Flaming Dog Poo and the Human Response: My Takes from Tuesday’s Cubs Loss

I could just save us all some time here and make this post nothing more than a short emoji sequence: poop, fire, poop, fire. It wouldn’t be disingenuous either, but rather a minimalist expression of my thoughts on the game.

Then again, I feel like writing a little bit and I don’t know how to do emojis. Don’t worry though, I’m tired, angry and a little confused, so this will be a short one.

Passive/Aggressive

My one criticism of Kris Bryant thus far would be that he’s actually been too patient at times. Despite the fact that he doesn’t see too many strikes, pitchers had been grooving their first pitches to him and he had just been watching them go by.

Whether that was the book on Bryant or whether guys just decided to challenge him, it was a little frustrating to see him take pitches that were clear strikes. It happened a couple more times Tuesday night until Bryant smacked Kevin Siegrist’s first offering on a line into left…and right at Matt Holliday, who actually used his glove to catch it.

Of course, that was before he took another called strike from Trevor Rosenthal to open the 9th inning. It’s all still a work in progress, but if this is a trend that’s going to continue — and I think it is — Bryant will need to be more aggressive from the jump and come out swinging. I’d not advocating recklessness, mind you, just a shift in strategy.

Big fish in a Junior Lake

While he’s not on Bryant’s level, the recently re-promoted Junior Lake has really been putting together some nice at-bats. His work in the offseason is evident, as the improvement from last year to now is marked. If he can keep this up he may get a chance to spend a little more time at Wrigley again this year.

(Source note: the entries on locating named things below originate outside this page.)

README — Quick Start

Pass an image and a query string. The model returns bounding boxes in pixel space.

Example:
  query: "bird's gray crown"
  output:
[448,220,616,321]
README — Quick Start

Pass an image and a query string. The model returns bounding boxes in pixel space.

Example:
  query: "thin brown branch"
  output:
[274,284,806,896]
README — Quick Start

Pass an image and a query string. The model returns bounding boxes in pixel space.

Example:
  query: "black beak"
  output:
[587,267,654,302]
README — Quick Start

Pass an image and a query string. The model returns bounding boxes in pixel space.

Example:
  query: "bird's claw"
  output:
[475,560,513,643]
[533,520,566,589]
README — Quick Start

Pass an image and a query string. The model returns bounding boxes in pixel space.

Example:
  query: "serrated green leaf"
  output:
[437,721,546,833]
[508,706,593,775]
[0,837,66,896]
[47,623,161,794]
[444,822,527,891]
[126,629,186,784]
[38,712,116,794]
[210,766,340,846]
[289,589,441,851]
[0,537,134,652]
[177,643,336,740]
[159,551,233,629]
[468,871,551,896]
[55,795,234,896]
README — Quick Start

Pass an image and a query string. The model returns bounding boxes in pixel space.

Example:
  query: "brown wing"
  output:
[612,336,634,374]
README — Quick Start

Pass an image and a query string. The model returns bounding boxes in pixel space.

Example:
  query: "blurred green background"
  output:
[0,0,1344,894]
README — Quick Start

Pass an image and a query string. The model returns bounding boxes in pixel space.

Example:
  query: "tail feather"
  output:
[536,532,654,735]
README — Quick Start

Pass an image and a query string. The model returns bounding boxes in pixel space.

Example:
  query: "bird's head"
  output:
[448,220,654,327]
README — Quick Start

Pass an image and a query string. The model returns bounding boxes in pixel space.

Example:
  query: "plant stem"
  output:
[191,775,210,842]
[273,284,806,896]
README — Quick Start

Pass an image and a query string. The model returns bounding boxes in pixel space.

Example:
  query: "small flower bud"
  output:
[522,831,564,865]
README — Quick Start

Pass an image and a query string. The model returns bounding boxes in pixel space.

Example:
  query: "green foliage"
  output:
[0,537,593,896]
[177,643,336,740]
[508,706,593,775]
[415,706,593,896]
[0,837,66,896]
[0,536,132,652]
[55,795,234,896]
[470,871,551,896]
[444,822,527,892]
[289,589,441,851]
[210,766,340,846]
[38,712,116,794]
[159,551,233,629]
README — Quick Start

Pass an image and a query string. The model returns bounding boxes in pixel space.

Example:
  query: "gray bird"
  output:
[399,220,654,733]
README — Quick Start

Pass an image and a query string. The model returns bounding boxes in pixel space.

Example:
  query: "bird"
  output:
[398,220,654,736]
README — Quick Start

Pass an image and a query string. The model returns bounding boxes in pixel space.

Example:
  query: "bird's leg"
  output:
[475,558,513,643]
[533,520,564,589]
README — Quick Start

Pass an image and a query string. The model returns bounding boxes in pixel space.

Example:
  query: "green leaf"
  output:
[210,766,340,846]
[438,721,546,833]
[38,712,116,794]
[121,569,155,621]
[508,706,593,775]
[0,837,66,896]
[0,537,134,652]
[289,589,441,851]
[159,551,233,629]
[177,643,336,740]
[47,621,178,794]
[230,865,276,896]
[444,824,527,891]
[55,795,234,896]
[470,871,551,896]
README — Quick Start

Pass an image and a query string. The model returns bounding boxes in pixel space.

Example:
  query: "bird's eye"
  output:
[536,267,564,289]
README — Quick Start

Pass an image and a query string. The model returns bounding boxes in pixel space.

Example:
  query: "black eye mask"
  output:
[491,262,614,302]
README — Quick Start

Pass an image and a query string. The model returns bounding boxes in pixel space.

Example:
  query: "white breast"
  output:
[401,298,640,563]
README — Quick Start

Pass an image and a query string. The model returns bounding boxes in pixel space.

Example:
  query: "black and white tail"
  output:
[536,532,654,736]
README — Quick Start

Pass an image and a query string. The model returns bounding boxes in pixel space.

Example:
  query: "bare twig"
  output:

Again with the selfie sticks?

I’m beginning to feel like Brody from Mallrats lamenting the presence of a kid on the escalator. I’m not only surprised by the increasing popularity of these things, but by the fact that they’re allowed at the ballpark at all.

Stop with the curtain calls

The phone-on-a-stick is just confusing to me, but the unnecessary curtain call business really riles me up. Listen, I get that you’re excited about tying the game in the 5th inning on a 3-run homer, but unless it’s a career milestone for the dude there is no reason for him to come out of the dugout to tip his cap. And that was Matt Carpenter’s 29th career shot. Boo.

Revenge of the Sixth

The 4th may be strong with the Cubs, but they’re no match for the 6th, Lord. They gave up 2 more runs there tonight, bring their total to 20 on the season, their worst in any inning.

BABIP is a fickle mistress

Hit a ball on the screws, it zips straight into Holliday’s glove. Then you have a dribbler scoot through what is literally the only place on the diamond it could be placed for a hit.

Cinco de Mayo is some silliness

Nothing says class and cultural awareness like a bunch of doughy, Midwestern white folks wearing cheap sombreros and chugging back a couple [insert name of popular Mexican microbrew here]. Not that any of that was going on in The Lou, mind you.